Paying outdoor writers and photographers competitive prices for their works and delivering users amazing stories in well designed, modern, web pages, only online, no print.

Link to a sample article ("real" ones will have better writing then this): http://acivitillo.com/articles/2013/vistula

Canvsly helps parents everyday go clutter free and guilt free by helping them save their kids artwork
140 characters? Probably not, but this is a relatively concise summary of the problem we're working on:

--

Knowledge workers spend too much time looking for information and knowledge[1] instead of, you know, thinking about problems. Organizations can be more effective when they provide tooling and processes to encourage and support knowledge sharing and transfer, and more efficient information retrieval.

---

[1]: according to some research, up to 50% of knowledge workers' time is spent just looking for stuff. But to be fair, other research puts the number as low as 17%. Still, we believe that facilitating more efficient knowledge use, transfer and creation, will benefit all organizations.

More concise summary:

Give workers the information they need so they could spend more time thinking/building.

It's interesting, actually... that's definitely more concise, but I find myself wondering if it's better. What I mean is - I don't argue against being concise, but wonder "is there a point where you're so concise that you've reduced your message to a platitude that doesn't actually say anything"?

For example, we could reduce it further by saying:

"Make things better".

But I don't think that would be a very useful message.

So this, to me, is the struggle... to figure out how to be as concise as possible, while not being overly concise.

I freely admit that I'm not great at this, but it is something I hope to get better at - distilling the message to its essence, without losing the essence.

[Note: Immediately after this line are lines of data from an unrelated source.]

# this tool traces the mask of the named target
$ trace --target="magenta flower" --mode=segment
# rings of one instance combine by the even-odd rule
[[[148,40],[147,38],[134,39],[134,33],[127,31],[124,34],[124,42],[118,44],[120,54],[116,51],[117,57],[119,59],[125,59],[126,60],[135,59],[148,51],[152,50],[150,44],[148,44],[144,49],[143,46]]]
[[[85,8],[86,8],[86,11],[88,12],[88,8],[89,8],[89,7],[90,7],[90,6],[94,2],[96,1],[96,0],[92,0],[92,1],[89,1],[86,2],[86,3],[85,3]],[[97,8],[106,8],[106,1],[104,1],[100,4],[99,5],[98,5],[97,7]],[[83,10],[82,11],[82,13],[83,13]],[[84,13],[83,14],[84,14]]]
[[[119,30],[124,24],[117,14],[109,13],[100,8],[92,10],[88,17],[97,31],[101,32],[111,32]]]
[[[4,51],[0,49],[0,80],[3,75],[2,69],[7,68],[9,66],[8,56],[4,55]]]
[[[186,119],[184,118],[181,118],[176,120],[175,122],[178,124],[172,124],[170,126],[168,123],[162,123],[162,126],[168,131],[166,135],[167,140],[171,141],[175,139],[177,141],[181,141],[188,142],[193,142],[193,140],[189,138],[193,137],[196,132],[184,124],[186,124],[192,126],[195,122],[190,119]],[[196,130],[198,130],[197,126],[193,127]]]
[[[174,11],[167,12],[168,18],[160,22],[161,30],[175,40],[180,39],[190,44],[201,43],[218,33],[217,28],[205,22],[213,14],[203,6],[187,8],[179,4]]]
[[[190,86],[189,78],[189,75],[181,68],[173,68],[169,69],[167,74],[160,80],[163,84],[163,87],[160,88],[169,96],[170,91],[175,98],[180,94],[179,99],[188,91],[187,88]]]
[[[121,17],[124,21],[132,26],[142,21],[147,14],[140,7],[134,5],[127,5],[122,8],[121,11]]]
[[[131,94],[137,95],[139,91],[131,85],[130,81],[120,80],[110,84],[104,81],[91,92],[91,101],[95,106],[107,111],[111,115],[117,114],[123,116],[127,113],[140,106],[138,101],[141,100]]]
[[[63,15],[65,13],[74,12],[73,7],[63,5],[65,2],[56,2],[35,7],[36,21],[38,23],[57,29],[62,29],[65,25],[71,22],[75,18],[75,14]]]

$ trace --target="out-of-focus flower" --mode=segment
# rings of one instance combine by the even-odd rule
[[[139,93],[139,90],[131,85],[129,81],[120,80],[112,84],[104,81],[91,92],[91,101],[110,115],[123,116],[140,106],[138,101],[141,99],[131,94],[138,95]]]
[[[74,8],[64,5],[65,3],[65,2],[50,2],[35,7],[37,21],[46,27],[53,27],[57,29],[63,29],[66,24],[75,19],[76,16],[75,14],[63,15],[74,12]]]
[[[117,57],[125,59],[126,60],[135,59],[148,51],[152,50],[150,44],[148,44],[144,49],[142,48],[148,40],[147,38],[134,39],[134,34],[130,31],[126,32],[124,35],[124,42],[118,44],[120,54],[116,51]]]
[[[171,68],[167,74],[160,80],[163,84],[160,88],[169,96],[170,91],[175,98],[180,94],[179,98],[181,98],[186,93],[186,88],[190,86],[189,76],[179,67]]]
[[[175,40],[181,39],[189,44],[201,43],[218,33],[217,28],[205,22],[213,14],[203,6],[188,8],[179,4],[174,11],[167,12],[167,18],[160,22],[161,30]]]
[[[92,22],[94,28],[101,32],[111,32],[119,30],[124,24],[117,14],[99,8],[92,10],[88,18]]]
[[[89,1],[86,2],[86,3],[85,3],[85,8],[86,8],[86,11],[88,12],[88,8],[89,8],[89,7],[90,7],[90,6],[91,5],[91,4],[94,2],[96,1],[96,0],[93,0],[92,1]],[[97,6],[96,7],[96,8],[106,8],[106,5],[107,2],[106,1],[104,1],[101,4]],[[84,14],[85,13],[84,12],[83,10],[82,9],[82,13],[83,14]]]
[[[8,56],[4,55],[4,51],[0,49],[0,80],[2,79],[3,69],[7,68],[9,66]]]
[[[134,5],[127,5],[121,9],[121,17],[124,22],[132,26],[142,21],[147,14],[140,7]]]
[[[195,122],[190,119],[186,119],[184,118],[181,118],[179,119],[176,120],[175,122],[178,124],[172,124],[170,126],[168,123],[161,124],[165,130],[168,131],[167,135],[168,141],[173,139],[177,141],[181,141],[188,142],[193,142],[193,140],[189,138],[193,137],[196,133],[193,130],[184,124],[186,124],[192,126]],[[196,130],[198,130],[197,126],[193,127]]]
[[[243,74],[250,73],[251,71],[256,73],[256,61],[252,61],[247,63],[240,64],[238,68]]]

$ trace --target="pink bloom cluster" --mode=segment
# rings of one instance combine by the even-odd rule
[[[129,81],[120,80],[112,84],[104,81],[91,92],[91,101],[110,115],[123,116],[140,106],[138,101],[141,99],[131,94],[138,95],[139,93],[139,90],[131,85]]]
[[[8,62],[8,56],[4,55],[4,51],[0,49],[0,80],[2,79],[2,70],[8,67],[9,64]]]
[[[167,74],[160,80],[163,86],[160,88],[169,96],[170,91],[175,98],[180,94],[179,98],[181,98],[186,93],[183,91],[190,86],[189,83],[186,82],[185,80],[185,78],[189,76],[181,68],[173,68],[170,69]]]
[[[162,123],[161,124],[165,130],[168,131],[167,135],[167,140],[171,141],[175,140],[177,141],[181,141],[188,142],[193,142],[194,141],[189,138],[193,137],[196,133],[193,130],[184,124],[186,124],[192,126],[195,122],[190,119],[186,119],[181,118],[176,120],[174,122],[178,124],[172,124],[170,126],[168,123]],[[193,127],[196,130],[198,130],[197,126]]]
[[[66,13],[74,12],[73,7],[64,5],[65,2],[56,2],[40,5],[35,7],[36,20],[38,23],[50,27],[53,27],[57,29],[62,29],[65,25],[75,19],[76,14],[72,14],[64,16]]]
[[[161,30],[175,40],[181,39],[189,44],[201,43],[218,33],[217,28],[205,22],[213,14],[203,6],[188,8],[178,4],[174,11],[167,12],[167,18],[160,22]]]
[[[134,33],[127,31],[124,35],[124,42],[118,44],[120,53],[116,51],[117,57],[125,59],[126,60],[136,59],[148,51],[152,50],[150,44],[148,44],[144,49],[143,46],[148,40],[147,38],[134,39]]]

In this particular case, I will say that "Give workers the information they need so they could spend more time thinking/building" probably does strike that balance fairly well. I may have to crib that from you. :-)

Anyway, the point in saying all this was just to point out that while conciseness is a virtue, it can - I think - be taken too far if one isn't careful.

I agree, but it depends on the context. In this case, they were just asking what the problem is, not to prove that it is indeed a problem.
Problem I'm currently working on: How to make a long tail of passive income.
Me too. I've got ideas, but nothing with a real market.
Forgive the ignorance, but what does this mean?
Think affiliate marketing, or niche product creation (targeted ebooks and the like), that require a bit of upfront effort, but little ongoing maintenance, and can scale out to many of these products/revenue streams. Lots of ongoing small hits, rather than one big payoff for one big product :)
That's exactly it. Lots of small products with microtransactions targeted towards niche markets that i barely have to touch.

Passive income generation is one of the pinnacles of what we as software engineers can do.

Should I stay or should I go

Nah but really, I try to solve the music listening and artist compensation problem on my spare time. Without regard for copyright since Im not doing it to make money.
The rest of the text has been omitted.